Chapter 15 End-to-end testing

In the last chapter, we built a backtesting system that replays historical trade events through our trading strategy. We ran 200K+ events through the system and watched it generate hundreds of orders. But we verified everything manually - checking database tables, reading logs, eyeballing results.

Here’s the problem with that approach: it doesn’t scale. Every time we refactor, we’d need to repeat the same manual verification. And manual verification has a nasty habit of becoming “skip verification” when deadlines loom.

What we need is automated end-to-end testing. We’ll broadcast carefully crafted trade events and assert that the right orders appear in the database. The test will prove our trading flow works - from receiving an event to placing orders.

Along the way, we’ll pay off some technical debt. Remember when we put PubSub and TradeEvent in the streamer app? That shortcut is about to cause a dependency cycle, and we’ll fix it properly by introducing a core application.

15.1 Objectives

  • decide on the tested functionality
  • implement basic test
  • introduce environment based config files
  • add convenience aliases
  • cache initial seed data inside a file
  • update seeding scripts to use the BinanceMock
  • introduce the core application

15.2 Decide on the tested functionality

We’ve reached the stage where we have a working trading system - but “it works on my machine” isn’t good enough. To ensure it keeps working after refactoring, we need automated tests. We’ll start with an end-to-end test that confirms the whole trading flow works: events come in, orders go out, data lands in the database.
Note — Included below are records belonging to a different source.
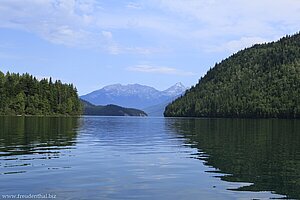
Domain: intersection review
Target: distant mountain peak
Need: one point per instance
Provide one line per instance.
(176, 89)
(133, 95)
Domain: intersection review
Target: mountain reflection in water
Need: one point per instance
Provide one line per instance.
(263, 152)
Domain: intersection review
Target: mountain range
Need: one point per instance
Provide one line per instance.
(146, 98)
(262, 81)
(110, 110)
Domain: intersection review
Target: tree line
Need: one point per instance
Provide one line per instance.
(26, 95)
(262, 81)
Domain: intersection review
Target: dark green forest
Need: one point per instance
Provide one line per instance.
(25, 95)
(262, 81)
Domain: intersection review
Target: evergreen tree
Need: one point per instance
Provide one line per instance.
(261, 81)
(25, 95)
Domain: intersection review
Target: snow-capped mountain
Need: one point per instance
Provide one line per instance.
(133, 95)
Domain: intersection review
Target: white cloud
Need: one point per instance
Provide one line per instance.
(133, 5)
(92, 23)
(236, 45)
(159, 70)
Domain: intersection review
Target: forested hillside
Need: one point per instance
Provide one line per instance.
(261, 81)
(25, 95)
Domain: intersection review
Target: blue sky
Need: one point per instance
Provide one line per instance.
(93, 43)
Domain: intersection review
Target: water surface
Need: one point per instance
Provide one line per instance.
(150, 158)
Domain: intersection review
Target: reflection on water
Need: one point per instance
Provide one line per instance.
(263, 152)
(149, 158)
(23, 139)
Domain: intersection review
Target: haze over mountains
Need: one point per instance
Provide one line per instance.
(135, 96)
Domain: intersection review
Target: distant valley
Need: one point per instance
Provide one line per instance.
(146, 98)
(110, 110)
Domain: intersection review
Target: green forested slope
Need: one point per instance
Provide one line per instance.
(25, 95)
(261, 81)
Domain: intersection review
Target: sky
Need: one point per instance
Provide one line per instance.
(94, 43)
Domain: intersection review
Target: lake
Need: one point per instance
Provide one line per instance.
(149, 158)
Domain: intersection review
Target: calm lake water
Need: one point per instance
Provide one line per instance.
(149, 158)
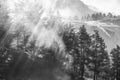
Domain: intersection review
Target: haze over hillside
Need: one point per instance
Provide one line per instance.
(64, 8)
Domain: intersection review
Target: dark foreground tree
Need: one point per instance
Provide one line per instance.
(98, 57)
(77, 44)
(116, 62)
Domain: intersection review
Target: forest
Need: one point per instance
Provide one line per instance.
(85, 57)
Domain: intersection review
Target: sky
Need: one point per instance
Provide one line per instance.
(106, 6)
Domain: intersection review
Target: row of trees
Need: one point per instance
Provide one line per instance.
(90, 56)
(99, 16)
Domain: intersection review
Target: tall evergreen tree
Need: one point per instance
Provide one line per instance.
(77, 44)
(116, 62)
(98, 59)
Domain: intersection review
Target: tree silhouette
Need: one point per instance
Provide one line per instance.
(98, 59)
(77, 44)
(116, 62)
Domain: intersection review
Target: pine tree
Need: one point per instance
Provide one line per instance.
(77, 44)
(116, 62)
(98, 59)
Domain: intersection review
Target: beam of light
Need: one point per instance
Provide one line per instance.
(38, 18)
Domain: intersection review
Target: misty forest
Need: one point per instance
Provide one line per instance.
(58, 40)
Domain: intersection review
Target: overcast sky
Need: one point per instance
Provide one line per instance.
(112, 6)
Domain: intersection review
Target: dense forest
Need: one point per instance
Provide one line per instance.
(85, 57)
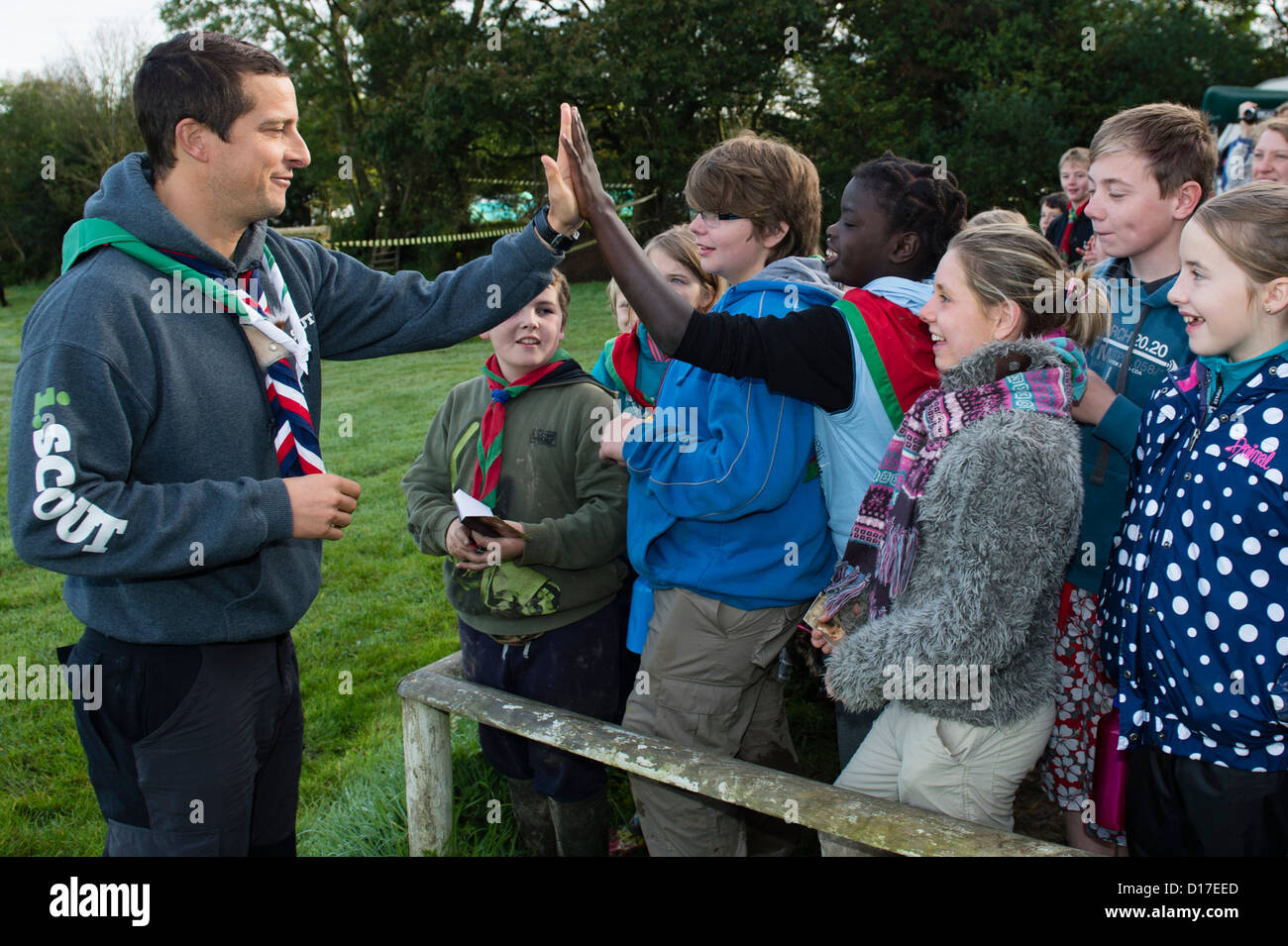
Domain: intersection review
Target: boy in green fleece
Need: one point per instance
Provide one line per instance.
(539, 614)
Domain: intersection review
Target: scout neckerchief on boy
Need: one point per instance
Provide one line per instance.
(625, 362)
(884, 540)
(1070, 222)
(487, 469)
(295, 439)
(896, 348)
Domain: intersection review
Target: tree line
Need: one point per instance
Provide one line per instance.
(407, 106)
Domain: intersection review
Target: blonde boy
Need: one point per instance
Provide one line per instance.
(1150, 167)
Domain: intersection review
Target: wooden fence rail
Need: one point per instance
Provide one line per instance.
(433, 692)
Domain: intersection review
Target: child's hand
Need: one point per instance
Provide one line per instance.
(819, 640)
(477, 553)
(1093, 254)
(587, 183)
(614, 435)
(463, 546)
(565, 214)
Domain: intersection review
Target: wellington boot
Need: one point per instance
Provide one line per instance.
(583, 826)
(532, 813)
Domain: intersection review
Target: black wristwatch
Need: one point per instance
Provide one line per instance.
(557, 240)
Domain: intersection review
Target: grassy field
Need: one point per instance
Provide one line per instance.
(380, 614)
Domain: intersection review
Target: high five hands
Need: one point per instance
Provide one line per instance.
(565, 214)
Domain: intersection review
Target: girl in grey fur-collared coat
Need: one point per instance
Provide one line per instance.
(957, 558)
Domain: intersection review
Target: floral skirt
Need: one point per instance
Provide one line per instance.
(1086, 693)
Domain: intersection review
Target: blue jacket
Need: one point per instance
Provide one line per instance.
(721, 498)
(1193, 602)
(1155, 331)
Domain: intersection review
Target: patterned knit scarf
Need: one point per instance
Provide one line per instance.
(487, 469)
(884, 540)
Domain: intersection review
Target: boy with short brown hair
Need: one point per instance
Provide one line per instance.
(1150, 167)
(537, 615)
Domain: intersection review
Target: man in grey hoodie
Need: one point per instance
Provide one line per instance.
(163, 451)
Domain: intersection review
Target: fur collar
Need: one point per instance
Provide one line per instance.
(986, 365)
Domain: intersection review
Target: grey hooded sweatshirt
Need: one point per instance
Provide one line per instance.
(142, 459)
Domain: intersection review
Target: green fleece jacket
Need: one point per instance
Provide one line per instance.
(572, 504)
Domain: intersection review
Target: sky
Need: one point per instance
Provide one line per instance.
(39, 34)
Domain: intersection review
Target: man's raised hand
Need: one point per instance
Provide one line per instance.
(322, 504)
(587, 183)
(565, 214)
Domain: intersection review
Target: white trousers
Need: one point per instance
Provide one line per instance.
(969, 773)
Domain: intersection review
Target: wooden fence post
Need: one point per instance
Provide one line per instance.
(428, 764)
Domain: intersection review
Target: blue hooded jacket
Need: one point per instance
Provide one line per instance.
(722, 497)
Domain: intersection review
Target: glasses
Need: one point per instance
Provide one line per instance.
(711, 218)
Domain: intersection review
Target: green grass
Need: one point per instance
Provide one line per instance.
(380, 614)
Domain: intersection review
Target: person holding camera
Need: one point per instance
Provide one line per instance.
(1235, 155)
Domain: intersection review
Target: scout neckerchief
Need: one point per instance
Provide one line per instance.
(896, 348)
(1070, 222)
(487, 469)
(625, 361)
(883, 543)
(295, 438)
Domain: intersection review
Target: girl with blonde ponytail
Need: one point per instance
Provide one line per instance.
(945, 596)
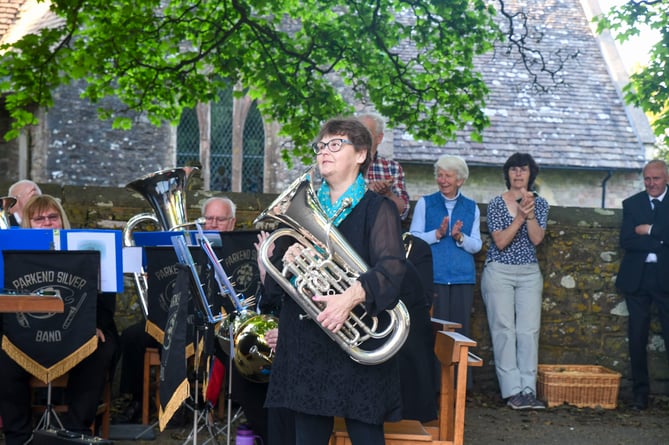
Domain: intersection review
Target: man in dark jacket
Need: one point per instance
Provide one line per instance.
(644, 236)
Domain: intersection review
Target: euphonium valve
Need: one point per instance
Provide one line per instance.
(328, 265)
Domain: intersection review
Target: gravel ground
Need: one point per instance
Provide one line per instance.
(488, 421)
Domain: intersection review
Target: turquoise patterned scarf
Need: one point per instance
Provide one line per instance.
(355, 193)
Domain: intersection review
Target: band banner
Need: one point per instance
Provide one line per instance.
(161, 268)
(174, 388)
(49, 345)
(239, 258)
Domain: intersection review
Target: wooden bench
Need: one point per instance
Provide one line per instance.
(452, 350)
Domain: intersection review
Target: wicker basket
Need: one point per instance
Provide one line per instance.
(579, 385)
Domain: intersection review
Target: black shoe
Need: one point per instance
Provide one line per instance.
(640, 402)
(132, 414)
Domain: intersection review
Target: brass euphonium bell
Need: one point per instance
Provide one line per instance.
(6, 203)
(252, 355)
(165, 190)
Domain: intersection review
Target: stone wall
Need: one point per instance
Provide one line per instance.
(584, 319)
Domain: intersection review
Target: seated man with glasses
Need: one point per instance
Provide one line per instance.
(219, 215)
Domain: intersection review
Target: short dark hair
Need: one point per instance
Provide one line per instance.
(521, 160)
(355, 131)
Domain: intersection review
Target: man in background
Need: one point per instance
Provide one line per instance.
(22, 191)
(384, 176)
(644, 235)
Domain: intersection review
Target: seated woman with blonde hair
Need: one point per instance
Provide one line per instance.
(44, 212)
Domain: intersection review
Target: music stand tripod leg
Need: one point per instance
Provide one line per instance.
(49, 412)
(199, 415)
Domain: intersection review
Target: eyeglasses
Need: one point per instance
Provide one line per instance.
(53, 217)
(334, 145)
(218, 219)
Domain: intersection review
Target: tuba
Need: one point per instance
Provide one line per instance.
(165, 190)
(329, 265)
(6, 203)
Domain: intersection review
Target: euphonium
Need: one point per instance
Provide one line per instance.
(328, 265)
(166, 192)
(6, 203)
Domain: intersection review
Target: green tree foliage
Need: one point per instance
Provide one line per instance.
(411, 59)
(648, 87)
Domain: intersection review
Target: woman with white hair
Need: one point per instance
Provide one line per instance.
(450, 223)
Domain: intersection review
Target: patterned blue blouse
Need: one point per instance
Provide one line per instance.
(520, 250)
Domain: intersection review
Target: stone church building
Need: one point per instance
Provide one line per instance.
(589, 144)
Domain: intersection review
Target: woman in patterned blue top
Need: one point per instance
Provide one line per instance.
(512, 283)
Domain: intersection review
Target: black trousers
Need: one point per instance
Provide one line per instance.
(83, 393)
(316, 430)
(134, 341)
(639, 306)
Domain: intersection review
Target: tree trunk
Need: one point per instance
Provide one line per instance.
(204, 123)
(240, 109)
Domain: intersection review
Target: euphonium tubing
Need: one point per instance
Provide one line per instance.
(165, 190)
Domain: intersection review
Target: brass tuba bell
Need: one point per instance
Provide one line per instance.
(165, 190)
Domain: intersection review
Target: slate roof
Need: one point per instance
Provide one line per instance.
(9, 11)
(21, 17)
(582, 125)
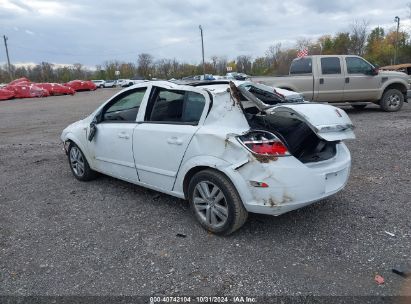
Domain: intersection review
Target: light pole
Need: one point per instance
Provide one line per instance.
(396, 19)
(202, 48)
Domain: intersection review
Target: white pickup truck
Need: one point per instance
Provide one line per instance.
(343, 78)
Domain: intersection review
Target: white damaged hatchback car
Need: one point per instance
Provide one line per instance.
(229, 148)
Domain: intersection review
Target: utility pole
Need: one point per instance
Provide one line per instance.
(202, 48)
(8, 59)
(396, 19)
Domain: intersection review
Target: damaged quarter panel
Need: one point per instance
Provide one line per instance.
(292, 182)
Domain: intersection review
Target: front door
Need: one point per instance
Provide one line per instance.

To perform tests at this level, we will need to orchestrate databases together with processes and broadcast trade events from within the test to cause our trading strategy to place orders. We will be able to confirm the right behavior by checking the database after running the test.

These tests should be rare in your test suite - they’re brittle and require substantial effort to set up and maintain. My rule of thumb: reserve end-to-end tests for major “happy paths” only.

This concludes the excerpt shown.